From Wikipedia, the free encyclopedia
Jump to: navigation, search
Pan Am Flight 830
N754PA at London Heathrow Airport in 1983
Occurrence summary
Date August 11, 1982
Summary Terrorist bombing
Site Pacific Ocean, Northwest of Hawaii
Passengers 264
Crew 10
Injuries (non-fatal) 16
Fatalities 1
Survivors 273
Aircraft type Boeing 747-121
Aircraft name Clipper Ocean Rover
Operator Pan American World Airways
Registration N754PA
Flight origin Narita International Airport
Stopover Honolulu International Airport
Destination Los Angeles International Airport

Pan Am Flight 830 was the route designator of a flight from Narita International Airport in Tokyo, Japan to Honolulu International Airport in Hawaii. On August 11, 1982, the Boeing 747-121, nicknamed "Clipper Ocean Rover" was flying from Narita to Hawaii when the airplane was damaged by a bomb that had been placed on board. Despite the damage to the aircraft, Captain James E. (Skipper) O'Halloran III was able to land in Honolulu safely.

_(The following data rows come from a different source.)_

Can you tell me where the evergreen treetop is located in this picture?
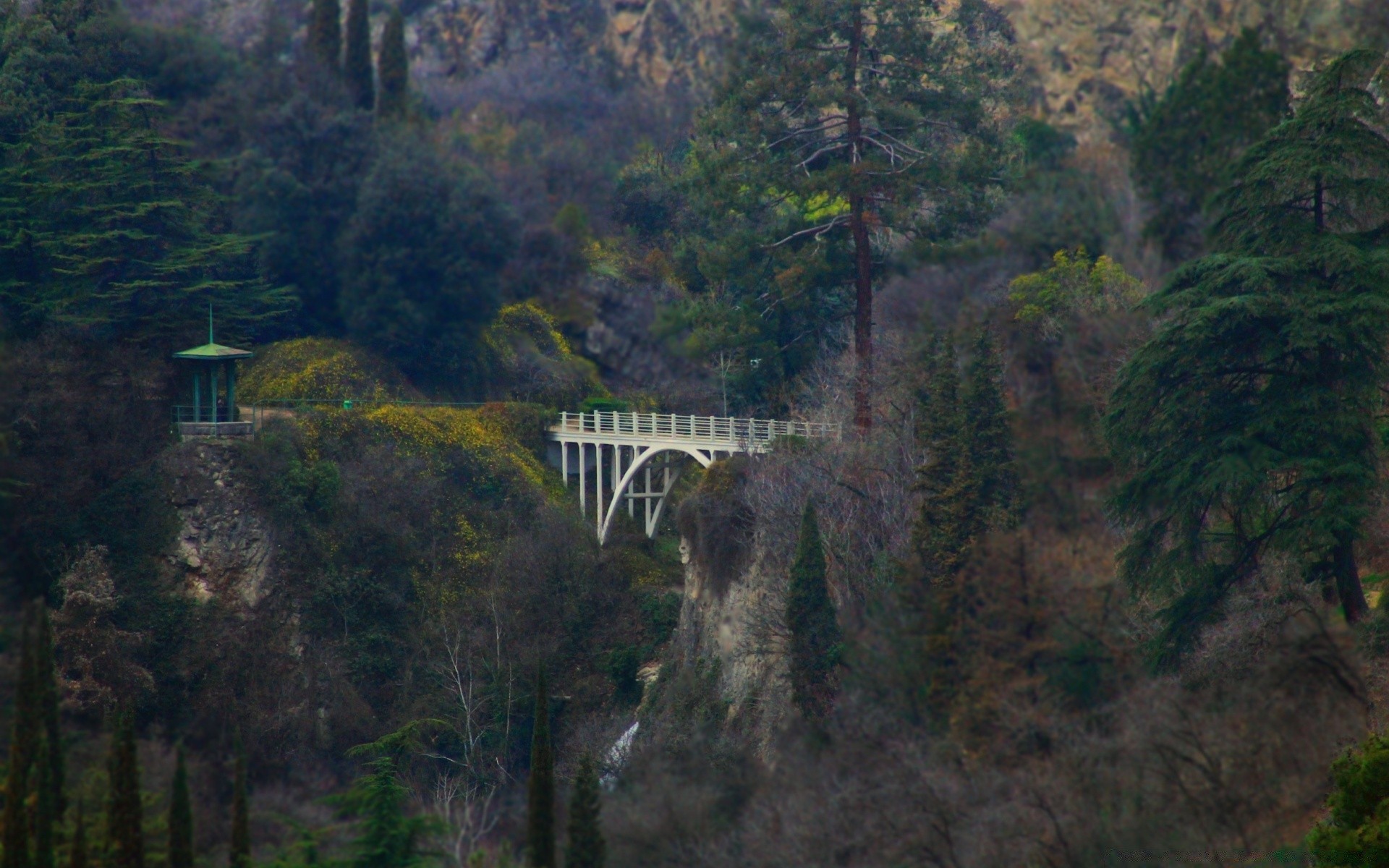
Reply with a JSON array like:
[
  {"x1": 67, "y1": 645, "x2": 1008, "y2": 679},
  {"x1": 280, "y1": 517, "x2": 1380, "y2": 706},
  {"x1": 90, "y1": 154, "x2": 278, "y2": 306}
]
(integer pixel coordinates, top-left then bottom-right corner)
[
  {"x1": 1105, "y1": 51, "x2": 1389, "y2": 663},
  {"x1": 343, "y1": 0, "x2": 376, "y2": 111},
  {"x1": 103, "y1": 710, "x2": 145, "y2": 868},
  {"x1": 168, "y1": 747, "x2": 193, "y2": 868},
  {"x1": 564, "y1": 754, "x2": 607, "y2": 868},
  {"x1": 308, "y1": 0, "x2": 343, "y2": 72},
  {"x1": 376, "y1": 7, "x2": 409, "y2": 118},
  {"x1": 786, "y1": 501, "x2": 842, "y2": 720},
  {"x1": 0, "y1": 79, "x2": 290, "y2": 347},
  {"x1": 690, "y1": 0, "x2": 1016, "y2": 426},
  {"x1": 525, "y1": 665, "x2": 556, "y2": 868}
]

At the time of the explosion, the aircraft was approximately 225 kilometers northwest of Hawaii, cruising at 36,000 feet (11,000 m) with 270 passengers and 15 crew on board,[1] The bomb, which had been placed under a seat cushion exploded, killing 16-year-old Toru Ozawa, a Japanese national. The blast also injured 16 other people (including Ozawa's parents) and caused damage to the floor and ceiling. The aircraft remained airborne and made an emergency landing in Honolulu.

The bomb was placed by Mohammed Rashed, a Jordanian linked to the 15 May Organization. In 1988, he was arrested in Greece, tried, convicted of murder and sentenced to fifteen years in prison. He was paroled in 1996 after serving eight years. He was later extradited to the US from Egypt in 1998 to stand trial. In 2006, as part of a plea bargain agreement he was sentenced to a further seven years in federal prison. As per his agreement with US prosecutors in providing information about other terrorist plots he is set to be released in March, 2013.[2]

Abu Ibrahim was also indicted in the bombing of Pam Am Flight 830 and in 2009 was been placed on the FBI's most wanted list.[3] On November 24, 2009, the Department of State announced that it was offering a reward of up to $5M for Abu Ibrahim, now about 73 years old. The previous reward of $200,000 had produced no results.[4]

The aircraft was later put back in service by Pan American World Airways and remained in operation for various carriers through the early 1990s. It served as a prop for the 1996 film Executive Decision for the fictional airline Oceanic Airlines.